Let's see how well this works. We'll look at error varies as a function of sample size for bounded variation regression with a few fixed budgets, as well as with a budget chosen by this procedure.
To do this, we'll make a table of errors at different sample sizes, then do some visualization. Since everything is random, we'll do all this 10 times, average the results, and take a look at how variable these results are. 

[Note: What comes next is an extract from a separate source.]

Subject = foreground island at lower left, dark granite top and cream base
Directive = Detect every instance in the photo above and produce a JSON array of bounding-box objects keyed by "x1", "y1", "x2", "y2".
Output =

Run the block below to make the table. It may take a few minutes. Keep in mind that if you haven't finished some of the previous exercises, the results you'll get might look pretty odd.
For example, if your version of the function `tvreg` above is really just monotone regression, varying the budget won't do anything. And if you haven't implemented the model selection procedure, you'll just get a comparison of the fixed budget-approaches. 

In [None]:
on_samples = function(f, mu, sigma, ns) {
    X     = runif(max(ns))
    Xtest = runif(max(ns))
    epsilon     = sigma*rnorm(length(X))
    epsilontest = sigma*rnorm(length(X))
    Y = mu(X) + epsilon
    Ytest = mu(Xtest) + epsilontest
    ns |> map(\(n) {
      dataset = list(mu=mu,X=X[1:n],Y=Y[1:n],Xtest=Xtest[1:n],Ytest=Ytest[1:n])
      f(dataset) |> mutate(n=n)
    }) |> list_rbind()
}
bvmodel = function(B) { function(X,Y) { bvreg(X, Y, B=B) }}
bvselected = function(Bs) {
  function(X,Y) { 
    B = select.budget(X,Y,Bs)
    bvreg(X,Y,B=B)
  }
}
models  = list(bv0.5      = bvmodel(.5),
               bv1        = bvmodel(1),
               bv2        = bvmodel(2),
               bv4        = bvmodel(4),
               bvselected = bvselected(c(.5,1,2,4)))


ns = c(25,50,100)
grid = expand_grid(rep=1:10, mu=names(mus))
tab = grid |> 
  pmap(\(rep, mu) on_samples(summarize_fit(models), mus[[mu]], sigma, ns) |> mutate(rep=rep, mu=mu)) |>
  list_rbind() 


Now run this block to plot the error curves for each of our models. What we're seeing in bold color are the means of our error measures plus/minus one standard error. This gives us a sense of which method performs best of average. To illustrate how random performance is---how much it varies when we repeat the experiment---we'll also plot the error curves for each of our 10 trials faintly. This is called a *spaghetti plot*. They tend to be a bit of a mess, but they do give you an opportunity to get a gestalt impression of what's going on without committing to any particular summary statistic.

In [None]:
for(mu in names(mus)) {
  plot.data = tab[tab$mu == mu, ]
  print(ggplot(plot.data, aes(x=n, y=error, color=model)) + 
    geom_line(aes(group=interaction(model,rep), color=model), alpha=.3, linewidth=.5) +
    stat_summary(geom='line',  fun=mean, position=position_dodge(width = 3)) +
    stat_summary(geom='pointrange', fun.data=mean_se, position=position_dodge(width=3)) +
    facet_grid(cols=vars(error.measure)) + ggtitle(mu))
}


How does your model selection code perform relative to the other methods? Does it tend to come in first, second, etc in terms of its accuracy? Why?